Another group served by the respect life ministry, and very close to Groeber’s heart, are women (and men) who have procured abortions and gone through the Project Rachel post-abortion and reconciliation program.

“These people, who are truly humbled and have responded to the mercy of God, have so much love in their heart because so much has been forgiven. I believe these are the saints of tomorrow,” Groeber said.

She credits Crown’s hard work and “can-do” approach for building the ministry into what it is today. The two of them, who seem more like sisters than co-workers, go back 36 years when each of them served as director for the South Broward Pregnancy Help Center.

“Joan was the first director and I was the second. We always worked very well together. In 1990 I was hired by the archdiocese to be the educational coordinator and Joan became my boss,” Groeber said. “Joan is like family to me. I have got to have Joan in my life.”

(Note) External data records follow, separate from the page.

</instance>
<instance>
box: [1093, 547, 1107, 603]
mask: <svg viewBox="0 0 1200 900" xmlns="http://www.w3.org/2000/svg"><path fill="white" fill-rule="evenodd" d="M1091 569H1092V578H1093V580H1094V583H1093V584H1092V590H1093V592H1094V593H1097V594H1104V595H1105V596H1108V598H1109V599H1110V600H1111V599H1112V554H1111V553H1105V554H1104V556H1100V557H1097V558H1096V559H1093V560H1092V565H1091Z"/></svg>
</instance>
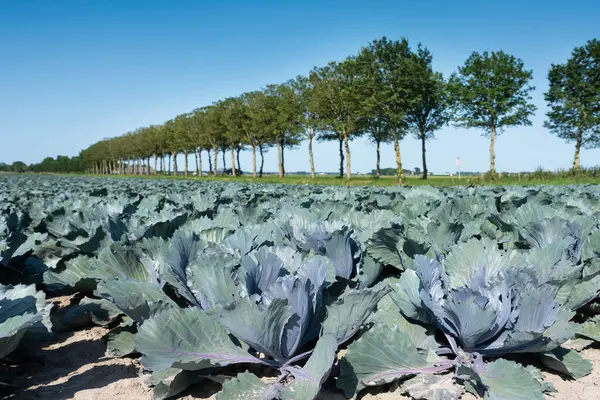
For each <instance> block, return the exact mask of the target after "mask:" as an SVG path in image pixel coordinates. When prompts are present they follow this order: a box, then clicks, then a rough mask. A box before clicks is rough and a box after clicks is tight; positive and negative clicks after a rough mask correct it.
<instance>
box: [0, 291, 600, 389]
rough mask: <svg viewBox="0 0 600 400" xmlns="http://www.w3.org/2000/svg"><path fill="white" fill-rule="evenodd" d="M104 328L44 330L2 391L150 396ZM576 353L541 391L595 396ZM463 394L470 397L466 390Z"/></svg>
mask: <svg viewBox="0 0 600 400" xmlns="http://www.w3.org/2000/svg"><path fill="white" fill-rule="evenodd" d="M52 300H53V302H56V303H58V304H57V306H58V307H61V308H62V306H64V305H65V303H67V304H68V302H67V301H66V299H64V298H55V299H52ZM107 333H108V330H107V329H106V328H102V327H93V328H89V329H86V330H81V331H77V332H62V333H57V334H53V335H51V336H49V337H48V338H47V339H46V340H45V341H44V342H40V343H39V344H38V346H37V348H31V349H29V350H30V352H31V353H32V354H34V355H35V356H36V357H37V361H32V362H27V363H24V364H20V365H16V366H2V367H0V376H2V379H3V380H5V379H6V378H8V379H9V380H10V381H11V383H12V384H13V385H14V386H15V387H16V388H17V389H18V390H17V392H16V393H15V394H13V395H12V396H10V397H8V398H9V399H15V400H34V399H35V400H41V399H51V400H67V399H76V400H104V399H107V400H151V399H152V390H151V389H150V388H149V387H148V386H147V385H146V384H145V380H146V377H147V374H144V372H143V369H142V367H141V365H140V363H139V361H138V360H137V359H134V358H115V357H105V350H106V343H105V335H106V334H107ZM582 356H583V357H585V358H586V359H588V360H590V361H591V362H592V363H593V365H594V369H593V371H592V373H591V374H590V375H588V376H586V377H584V378H582V379H579V380H577V381H573V380H569V379H566V378H564V377H562V376H560V375H557V374H552V373H545V379H546V380H547V381H550V382H552V383H553V384H554V386H555V387H556V389H557V390H558V392H557V393H554V394H552V395H546V398H547V399H556V400H600V349H597V348H593V349H586V350H584V351H583V352H582ZM386 389H388V388H374V389H373V390H372V391H371V392H368V393H364V394H363V395H362V396H361V397H360V399H361V400H392V399H407V397H405V396H402V395H400V394H398V393H397V392H389V391H387V392H386V391H384V390H386ZM219 390H220V385H218V384H216V383H208V384H205V385H200V384H199V385H196V386H195V387H192V388H191V389H190V390H188V391H187V392H186V393H184V394H183V395H181V396H179V397H178V398H179V399H180V400H196V399H206V400H208V399H211V400H212V399H215V395H216V393H217V392H218V391H219ZM343 399H344V397H343V396H342V395H340V394H338V393H331V392H327V393H323V394H322V395H320V396H319V399H318V400H343ZM463 399H467V400H473V399H475V397H474V396H471V395H469V394H467V395H465V396H463Z"/></svg>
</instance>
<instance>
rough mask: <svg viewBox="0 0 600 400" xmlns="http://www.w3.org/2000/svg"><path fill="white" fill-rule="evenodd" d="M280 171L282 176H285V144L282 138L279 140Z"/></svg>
mask: <svg viewBox="0 0 600 400" xmlns="http://www.w3.org/2000/svg"><path fill="white" fill-rule="evenodd" d="M281 170H282V171H283V176H285V142H284V140H283V138H281Z"/></svg>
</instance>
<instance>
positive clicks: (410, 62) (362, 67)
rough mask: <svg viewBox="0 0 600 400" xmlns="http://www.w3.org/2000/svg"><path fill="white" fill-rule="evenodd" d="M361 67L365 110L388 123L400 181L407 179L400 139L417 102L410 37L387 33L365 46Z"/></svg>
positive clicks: (403, 132)
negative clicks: (395, 38) (415, 94)
mask: <svg viewBox="0 0 600 400" xmlns="http://www.w3.org/2000/svg"><path fill="white" fill-rule="evenodd" d="M357 60H358V65H359V68H360V69H361V71H362V75H363V79H362V83H361V86H360V87H361V90H362V91H363V94H362V97H363V98H364V99H365V100H364V101H363V103H362V104H363V110H362V114H363V115H366V116H371V117H373V118H375V121H376V122H377V124H378V126H386V127H387V129H388V135H387V136H384V137H388V138H389V139H390V140H391V141H393V143H394V152H395V153H396V172H397V176H398V182H399V183H400V184H402V183H403V182H404V169H403V168H402V157H401V152H400V139H402V138H403V137H404V136H405V135H406V131H407V125H406V115H407V113H408V110H409V109H410V107H411V105H413V104H414V103H415V102H418V101H419V99H418V98H416V96H415V94H414V93H413V92H412V91H411V90H410V88H411V85H412V83H411V80H412V75H411V73H412V70H413V69H414V68H413V66H414V60H413V55H412V53H411V50H410V47H409V45H408V40H406V39H402V40H401V41H397V40H394V41H392V40H389V39H388V38H386V37H385V36H384V37H383V38H381V39H378V40H374V41H372V42H371V43H369V45H368V46H367V47H364V48H363V49H362V50H361V52H360V54H359V56H358V59H357Z"/></svg>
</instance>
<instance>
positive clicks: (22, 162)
mask: <svg viewBox="0 0 600 400" xmlns="http://www.w3.org/2000/svg"><path fill="white" fill-rule="evenodd" d="M10 170H11V171H12V172H17V173H22V172H27V164H25V163H24V162H23V161H15V162H14V163H13V164H12V166H11V168H10Z"/></svg>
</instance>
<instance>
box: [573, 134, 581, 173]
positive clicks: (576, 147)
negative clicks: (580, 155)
mask: <svg viewBox="0 0 600 400" xmlns="http://www.w3.org/2000/svg"><path fill="white" fill-rule="evenodd" d="M582 139H583V132H582V131H581V129H579V131H578V132H577V140H576V142H575V159H574V160H573V169H574V170H576V171H579V170H580V169H581V166H580V165H579V153H580V152H581V144H582V142H583V140H582Z"/></svg>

In retirement, Groeber continues to speak and help out at respect life events such as the annual Chastity Days in February. She will continue working with Project Rachel. And she has begun teaching spirituality classes to the women served by the ministry, as well as the volunteers.

“I am excited to do that,” she said. “These spirituality classes are important for our volunteers to be anchored in an understanding of who we are, how we are being called to live, and how God is calling us to give of ourselves in this ministry, which can’t work if we do not have a strong spiritual life.”

Groeber’s daughters were 5 and 2 when she started in the ministry, and her youngest, a son, was 3 when she took on the job of educational coordinator. She and her husband have been married for 43 years.

“God calls each of us to do amazing things with our lives. As much as I want the perfect house, and to travel with my husband, that is not what God is calling me to do,” Groeber said of her “repositioning.”

“The value and sanctity of human life are so much bigger than we can ever imagine,” she noted. “Conversely, the other side, the destruction of human life, is bigger than we can take in.”